As of Q3 2025, DappRadar tracked 18.7 million daily unique active wallets interacting with dApps, down 22.4% from the prior quarter but still up 247% compared to early 2024. DeFiLlama monitors thousands of protocols across hundreds of chains. The count of unique dApps is harder to pin down. Active usage runs into the thousands rather than hundreds of thousands.
Conclusion
A dApp is software whose backend is enforced by a blockchain rather than a company, which is why the logic can’t be changed at will and why the app keeps running through outages that would take a centralized service offline.
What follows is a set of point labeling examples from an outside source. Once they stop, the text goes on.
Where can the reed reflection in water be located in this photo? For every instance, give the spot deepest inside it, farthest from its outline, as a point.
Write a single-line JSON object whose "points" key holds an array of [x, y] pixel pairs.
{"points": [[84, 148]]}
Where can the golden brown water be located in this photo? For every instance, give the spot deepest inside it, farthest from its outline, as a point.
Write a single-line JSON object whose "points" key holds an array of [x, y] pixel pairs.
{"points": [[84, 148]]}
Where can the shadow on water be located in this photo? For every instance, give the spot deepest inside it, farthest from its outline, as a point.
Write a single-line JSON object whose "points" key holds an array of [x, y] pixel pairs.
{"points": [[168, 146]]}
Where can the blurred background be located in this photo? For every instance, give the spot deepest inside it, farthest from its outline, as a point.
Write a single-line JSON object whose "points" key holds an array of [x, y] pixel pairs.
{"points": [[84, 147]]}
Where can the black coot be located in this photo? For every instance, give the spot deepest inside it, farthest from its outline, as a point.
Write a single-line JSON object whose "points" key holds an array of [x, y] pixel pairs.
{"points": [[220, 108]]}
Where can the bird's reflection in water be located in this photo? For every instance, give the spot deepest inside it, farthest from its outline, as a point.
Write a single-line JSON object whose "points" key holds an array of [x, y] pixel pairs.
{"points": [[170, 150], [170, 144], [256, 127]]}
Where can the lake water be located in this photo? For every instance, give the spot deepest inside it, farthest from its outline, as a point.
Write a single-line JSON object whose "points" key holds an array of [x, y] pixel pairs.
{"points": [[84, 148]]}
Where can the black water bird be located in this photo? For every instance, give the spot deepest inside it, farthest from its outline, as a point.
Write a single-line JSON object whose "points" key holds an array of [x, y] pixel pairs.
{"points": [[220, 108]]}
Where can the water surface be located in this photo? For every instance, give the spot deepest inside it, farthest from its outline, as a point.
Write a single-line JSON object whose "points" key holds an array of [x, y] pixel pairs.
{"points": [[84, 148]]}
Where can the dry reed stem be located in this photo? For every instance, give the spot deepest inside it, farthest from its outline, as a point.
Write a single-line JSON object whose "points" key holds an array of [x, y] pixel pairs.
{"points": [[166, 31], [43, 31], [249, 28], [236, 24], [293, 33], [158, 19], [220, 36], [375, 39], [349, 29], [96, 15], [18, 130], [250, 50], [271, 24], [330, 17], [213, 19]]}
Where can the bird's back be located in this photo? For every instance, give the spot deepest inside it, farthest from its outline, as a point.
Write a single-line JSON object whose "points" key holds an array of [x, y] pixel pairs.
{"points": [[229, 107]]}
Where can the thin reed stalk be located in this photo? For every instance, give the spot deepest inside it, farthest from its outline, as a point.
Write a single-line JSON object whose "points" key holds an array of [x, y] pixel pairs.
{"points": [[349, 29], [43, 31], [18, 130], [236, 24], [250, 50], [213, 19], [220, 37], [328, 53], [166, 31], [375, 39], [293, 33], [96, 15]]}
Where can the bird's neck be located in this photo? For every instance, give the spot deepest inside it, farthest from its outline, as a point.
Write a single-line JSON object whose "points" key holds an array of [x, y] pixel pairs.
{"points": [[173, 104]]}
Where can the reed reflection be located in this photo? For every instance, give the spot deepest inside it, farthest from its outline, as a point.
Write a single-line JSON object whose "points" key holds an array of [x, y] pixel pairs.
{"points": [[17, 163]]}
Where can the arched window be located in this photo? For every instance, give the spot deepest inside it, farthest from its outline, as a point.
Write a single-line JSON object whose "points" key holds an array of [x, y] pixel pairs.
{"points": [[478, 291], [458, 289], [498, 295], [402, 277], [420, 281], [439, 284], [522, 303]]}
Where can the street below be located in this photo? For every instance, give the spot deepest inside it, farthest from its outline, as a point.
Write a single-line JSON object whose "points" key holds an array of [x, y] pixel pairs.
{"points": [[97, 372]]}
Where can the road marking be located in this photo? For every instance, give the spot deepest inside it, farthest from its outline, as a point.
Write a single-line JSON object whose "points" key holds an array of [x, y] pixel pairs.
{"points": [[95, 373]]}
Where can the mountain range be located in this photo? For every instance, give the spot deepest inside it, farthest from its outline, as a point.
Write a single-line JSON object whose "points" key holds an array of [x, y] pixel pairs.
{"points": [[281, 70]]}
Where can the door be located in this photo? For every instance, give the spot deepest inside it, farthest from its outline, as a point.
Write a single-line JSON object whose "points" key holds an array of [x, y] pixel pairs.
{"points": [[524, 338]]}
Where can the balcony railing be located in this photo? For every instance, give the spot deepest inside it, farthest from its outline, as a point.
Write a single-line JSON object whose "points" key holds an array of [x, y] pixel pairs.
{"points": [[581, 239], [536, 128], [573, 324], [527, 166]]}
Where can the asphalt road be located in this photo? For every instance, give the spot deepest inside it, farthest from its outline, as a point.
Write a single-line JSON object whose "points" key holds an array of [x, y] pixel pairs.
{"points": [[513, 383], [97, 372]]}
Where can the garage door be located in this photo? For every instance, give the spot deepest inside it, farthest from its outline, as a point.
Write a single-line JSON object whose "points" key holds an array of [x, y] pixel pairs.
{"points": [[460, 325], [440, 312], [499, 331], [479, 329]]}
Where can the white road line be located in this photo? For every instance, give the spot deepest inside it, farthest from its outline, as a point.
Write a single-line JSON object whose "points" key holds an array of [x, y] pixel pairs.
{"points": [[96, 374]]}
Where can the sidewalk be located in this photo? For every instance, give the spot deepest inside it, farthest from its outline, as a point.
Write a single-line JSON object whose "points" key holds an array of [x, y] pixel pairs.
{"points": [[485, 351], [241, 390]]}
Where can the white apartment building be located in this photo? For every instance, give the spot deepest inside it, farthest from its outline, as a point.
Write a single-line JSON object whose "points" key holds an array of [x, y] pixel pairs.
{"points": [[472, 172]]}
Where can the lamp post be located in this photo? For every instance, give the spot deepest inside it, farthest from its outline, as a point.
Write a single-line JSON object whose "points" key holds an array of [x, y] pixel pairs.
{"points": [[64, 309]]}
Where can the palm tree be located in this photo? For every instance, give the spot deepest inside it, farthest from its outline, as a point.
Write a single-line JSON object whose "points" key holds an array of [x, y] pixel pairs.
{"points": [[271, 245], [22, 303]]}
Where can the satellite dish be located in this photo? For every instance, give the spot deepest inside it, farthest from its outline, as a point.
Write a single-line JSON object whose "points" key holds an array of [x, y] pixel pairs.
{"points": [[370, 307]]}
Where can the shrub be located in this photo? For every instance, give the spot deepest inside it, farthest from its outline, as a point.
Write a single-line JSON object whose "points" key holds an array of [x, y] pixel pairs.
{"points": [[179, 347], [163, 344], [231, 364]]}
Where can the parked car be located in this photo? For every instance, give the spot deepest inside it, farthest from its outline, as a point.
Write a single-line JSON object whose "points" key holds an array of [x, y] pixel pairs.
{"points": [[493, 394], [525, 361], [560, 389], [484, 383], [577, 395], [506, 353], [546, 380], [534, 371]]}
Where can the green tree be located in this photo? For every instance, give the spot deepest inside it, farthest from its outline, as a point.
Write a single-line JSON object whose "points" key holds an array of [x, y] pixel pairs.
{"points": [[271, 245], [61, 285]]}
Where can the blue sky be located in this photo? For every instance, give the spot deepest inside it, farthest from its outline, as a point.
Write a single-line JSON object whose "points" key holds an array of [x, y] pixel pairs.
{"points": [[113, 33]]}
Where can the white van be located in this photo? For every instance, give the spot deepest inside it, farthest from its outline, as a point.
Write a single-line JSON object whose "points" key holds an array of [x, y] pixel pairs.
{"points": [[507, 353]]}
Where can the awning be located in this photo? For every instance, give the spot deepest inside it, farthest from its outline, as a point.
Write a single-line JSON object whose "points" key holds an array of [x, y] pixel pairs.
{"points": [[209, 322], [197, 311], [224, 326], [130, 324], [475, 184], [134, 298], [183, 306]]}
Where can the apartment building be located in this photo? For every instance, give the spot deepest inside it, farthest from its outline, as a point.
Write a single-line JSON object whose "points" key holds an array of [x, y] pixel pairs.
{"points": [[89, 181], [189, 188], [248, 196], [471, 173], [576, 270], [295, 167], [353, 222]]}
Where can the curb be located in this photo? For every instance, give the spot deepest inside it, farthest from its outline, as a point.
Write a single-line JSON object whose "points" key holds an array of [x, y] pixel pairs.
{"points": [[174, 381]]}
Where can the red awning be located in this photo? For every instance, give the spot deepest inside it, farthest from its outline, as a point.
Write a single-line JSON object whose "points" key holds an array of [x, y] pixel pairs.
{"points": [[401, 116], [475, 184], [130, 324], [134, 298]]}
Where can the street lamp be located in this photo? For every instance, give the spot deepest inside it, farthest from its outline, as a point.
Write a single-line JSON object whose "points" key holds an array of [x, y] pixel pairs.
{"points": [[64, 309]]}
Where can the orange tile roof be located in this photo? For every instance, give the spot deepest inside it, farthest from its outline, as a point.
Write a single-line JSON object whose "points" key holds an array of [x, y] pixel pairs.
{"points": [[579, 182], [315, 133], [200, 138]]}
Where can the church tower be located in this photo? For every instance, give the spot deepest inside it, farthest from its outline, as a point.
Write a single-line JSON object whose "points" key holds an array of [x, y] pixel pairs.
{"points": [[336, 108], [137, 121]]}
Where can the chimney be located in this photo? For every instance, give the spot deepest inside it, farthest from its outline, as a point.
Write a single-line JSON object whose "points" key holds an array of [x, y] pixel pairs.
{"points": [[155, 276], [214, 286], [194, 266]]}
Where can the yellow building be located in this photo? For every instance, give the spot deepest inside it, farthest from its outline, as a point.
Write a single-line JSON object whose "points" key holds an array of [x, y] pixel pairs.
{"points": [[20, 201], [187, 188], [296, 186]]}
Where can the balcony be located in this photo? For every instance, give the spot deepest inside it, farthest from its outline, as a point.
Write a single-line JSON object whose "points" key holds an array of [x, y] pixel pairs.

That single design choice explains both the appeal and the risk profile: DeFi TVL hit a record $237 billion in Q3 2025 while $434 million was stolen in the same period, per DappRadar. Readers checking wallet data can cross-reference adoption against our MetaMask wallet data coverage and our self-custody wallet data breakdown.
The next phase for dApps centers on honest labeling. Across CoinLaw’s coverage, the dApps that keep users through a bear market are the ones that are open about which layers they actually decentralize and which layers depend on Cloudflare, AWS, or a multisig. The ones that overstate their independence tend to be the ones that break in a headline-grabbing way. Expect the distinction between on-chain enforcement and off-chain hosting to become a standard disclosure rather than a footnote.